But in the breezy money haven that is the Caribbean nation Antigua and Barbuda, he was lord of an influential financial fief, decorated with
a knighthood and courted by government officials, and he basked in the spotlight of sports and charity events on which he generously showered his fortune. On Tuesday, his reign was thrown into turmoil as a caravan of cars and trucks carrying federal officials pulled up to the Houston headquarters of his company, Stanford Group, to shut down what the regulators described as a “massive ongoing fraud” stretching around the world from the Caribbean and Texas. The status of investments in as much as $8 billion in high-yielding certificates of deposit held in the company’s bank in St. John’s, the capital of Antigua Barbuda, was unknown. The U.S. Securities and Exchange Commission said in a civil suit that Stanford and two colleagues had fraudulently peddled the certificates to scores of investors. Stanford had announced the annual matches amid fanfare at Lord’s Cricket Ground in London last June. In December, he said he was “evaluating his options” about whether to continue financing the series, the Stanford Super Series. The Daily Mail said he lost $40 million on the event last year, according to Bloomberg. Julie Hodge, a spokeswoman for Stanford, said Tuesday that she had no comment.

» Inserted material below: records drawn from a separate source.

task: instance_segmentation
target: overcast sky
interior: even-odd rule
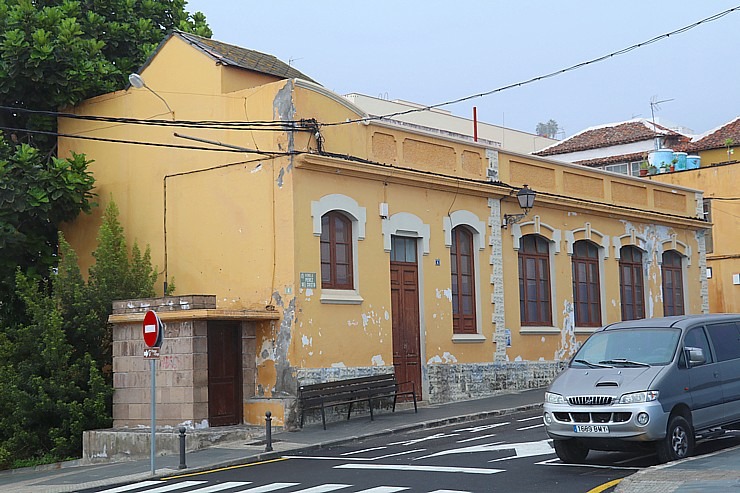
[[[275,55],[327,89],[433,105],[688,26],[740,0],[189,0],[213,38]],[[740,116],[740,10],[556,77],[445,106],[563,136],[656,116],[702,133]]]

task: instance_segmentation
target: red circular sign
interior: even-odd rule
[[[157,316],[157,313],[149,310],[144,315],[144,326],[142,328],[144,333],[144,344],[149,347],[158,347],[162,344],[162,332],[163,332],[162,321]]]

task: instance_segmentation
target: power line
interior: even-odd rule
[[[216,130],[271,130],[271,131],[310,131],[307,128],[310,122],[306,120],[273,120],[249,122],[224,122],[216,120],[143,120],[139,118],[109,117],[96,115],[77,115],[58,111],[31,110],[13,106],[0,106],[0,110],[12,113],[28,113],[31,115],[49,116],[54,118],[68,118],[75,120],[99,121],[106,123],[126,123],[133,125],[153,125],[162,127],[208,128]]]
[[[178,144],[164,144],[161,142],[144,142],[144,141],[138,141],[138,140],[124,140],[124,139],[108,139],[105,137],[90,137],[87,135],[72,135],[72,134],[64,134],[59,132],[49,132],[45,130],[26,130],[21,128],[13,128],[13,127],[2,127],[0,126],[0,130],[6,130],[10,132],[25,132],[25,133],[31,133],[31,134],[41,134],[41,135],[52,135],[55,137],[66,137],[69,139],[80,139],[80,140],[93,140],[97,142],[109,142],[113,144],[131,144],[131,145],[143,145],[143,146],[150,146],[150,147],[165,147],[169,149],[187,149],[191,151],[211,151],[211,152],[238,152],[241,154],[249,153],[249,154],[261,154],[264,156],[295,156],[298,154],[304,154],[305,151],[259,151],[259,150],[251,150],[251,149],[214,149],[212,147],[198,147],[198,146],[188,146],[188,145],[178,145]]]
[[[365,117],[365,118],[357,118],[357,119],[354,119],[354,120],[346,120],[346,121],[332,122],[332,123],[323,123],[322,125],[323,126],[335,126],[335,125],[346,125],[348,123],[362,123],[362,122],[368,122],[368,121],[373,121],[373,120],[383,120],[383,119],[393,118],[394,116],[407,115],[409,113],[417,113],[417,112],[420,112],[420,111],[428,111],[428,110],[432,110],[432,109],[435,109],[435,108],[440,108],[442,106],[447,106],[447,105],[450,105],[450,104],[462,103],[463,101],[468,101],[468,100],[475,99],[475,98],[482,98],[482,97],[485,97],[485,96],[490,96],[491,94],[495,94],[495,93],[498,93],[498,92],[506,91],[508,89],[513,89],[515,87],[521,87],[521,86],[525,86],[525,85],[531,84],[533,82],[538,82],[538,81],[541,81],[541,80],[549,79],[551,77],[555,77],[557,75],[564,74],[566,72],[571,72],[573,70],[577,70],[579,68],[586,67],[586,66],[592,65],[594,63],[603,62],[604,60],[607,60],[607,59],[612,58],[612,57],[615,57],[615,56],[624,55],[625,53],[629,53],[630,51],[636,50],[637,48],[642,48],[643,46],[647,46],[647,45],[650,45],[650,44],[653,44],[653,43],[657,43],[658,41],[662,41],[663,39],[669,38],[670,36],[673,36],[673,35],[676,35],[676,34],[682,34],[682,33],[685,33],[686,31],[690,31],[691,29],[694,29],[695,27],[700,26],[702,24],[706,24],[708,22],[716,21],[717,19],[720,19],[720,18],[722,18],[722,17],[724,17],[724,16],[726,16],[728,14],[731,14],[733,12],[736,12],[738,10],[740,10],[740,5],[738,5],[736,7],[733,7],[731,9],[727,9],[727,10],[725,10],[723,12],[718,13],[718,14],[714,14],[714,15],[709,16],[709,17],[707,17],[705,19],[702,19],[700,21],[694,22],[693,24],[689,24],[688,26],[681,27],[679,29],[676,29],[674,31],[671,31],[671,32],[668,32],[668,33],[665,33],[665,34],[661,34],[660,36],[655,36],[654,38],[648,39],[647,41],[643,41],[641,43],[637,43],[637,44],[628,46],[627,48],[622,48],[621,50],[614,51],[612,53],[609,53],[608,55],[602,55],[600,57],[593,58],[593,59],[587,60],[585,62],[580,62],[580,63],[577,63],[575,65],[571,65],[570,67],[567,67],[567,68],[564,68],[564,69],[561,69],[561,70],[557,70],[555,72],[550,72],[550,73],[545,74],[545,75],[539,75],[537,77],[532,77],[531,79],[527,79],[527,80],[524,80],[524,81],[521,81],[521,82],[515,82],[513,84],[508,84],[508,85],[505,85],[505,86],[502,86],[502,87],[499,87],[499,88],[496,88],[496,89],[492,89],[490,91],[482,92],[482,93],[479,93],[479,94],[473,94],[471,96],[465,96],[465,97],[458,98],[458,99],[453,99],[451,101],[445,101],[444,103],[433,104],[433,105],[424,106],[424,107],[421,107],[421,108],[412,108],[412,109],[409,109],[409,110],[398,111],[396,113],[389,113],[387,115],[368,116],[368,117]]]

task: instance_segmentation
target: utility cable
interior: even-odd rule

Like Bernard Madoff, who is accused of operating a $50 billion Ponzi scheme, Stanford offered investment opportunities that sounded almost too good to be true: promises of lucrative returns on relatively safe certificates of deposit that were often more than twice the going rate offered by mainstream banks. A substantial portion of the bank’s portfolio was in very illiquid real estate and private equity investments. The portfolio was monitored by only two individuals – Stanford and James Davis, a director and chief financial officer of Stanford Group and the Antigua-based bank affiliate. The Antiguan auditor does not audit the bank’s portfolio or verify its assets.
While regulators are not accusing Stanford of operating a Ponzi scheme – a fraud in which money from new investors is used to pay off previous investors – they say that Stanford Group lulled investors into believing that the certificates of deposits were safe by advertising investments in “liquid” securities that could be bought and sold easily.